Experimental data from any Multi-Armed Bandit (MAB)-like task.
data [data.frame]
| subid | block | trial | object_1 | object_2 | object_3 | object_4 | reward_1 | reward_2 | reward_3 | reward_4 | action |
| 1 | 1 | 1 | A | B | C | D | 20 | 0 | 60 | 40 | A |
| 1 | 1 | 2 | A | B | C | D | 20 | 40 | 60 | 80 | B |
| 1 | 1 | 3 | A | B | C | D | 20 | 0 | 60 | 40 | C |
| 1 | 1 | 4 | A | B | C | D | 20 | 40 | 60 | 80 | D |
| .. | .. | .. | .. | .. | .. | .. | .. | .. | .. | .. | .. |
Each row must contain all information relevant to that trial for running a decision-making task (e.g., multi-armed bandit) as well as the feedback received.
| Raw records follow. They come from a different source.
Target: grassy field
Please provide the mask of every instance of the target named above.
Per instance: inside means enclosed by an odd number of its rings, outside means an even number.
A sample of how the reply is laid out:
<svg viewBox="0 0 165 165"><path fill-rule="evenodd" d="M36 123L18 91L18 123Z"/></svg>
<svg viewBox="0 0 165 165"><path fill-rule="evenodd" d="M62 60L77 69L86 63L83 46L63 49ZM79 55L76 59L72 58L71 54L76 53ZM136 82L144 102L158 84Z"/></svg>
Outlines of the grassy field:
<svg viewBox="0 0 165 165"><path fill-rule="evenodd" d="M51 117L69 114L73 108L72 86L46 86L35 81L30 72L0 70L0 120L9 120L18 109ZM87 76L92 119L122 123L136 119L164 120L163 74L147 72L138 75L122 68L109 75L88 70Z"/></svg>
In this type of paradigm, the rewards associated with possible actions must be explicitly written in the table for every trial (aka, tabular case, see Sutton & Barto, 2018, Chapter 2).
Sutton, R. S., & Barto, A. G. (2018). Reinforcement Learning: An Introduction (2nd ed). MIT press.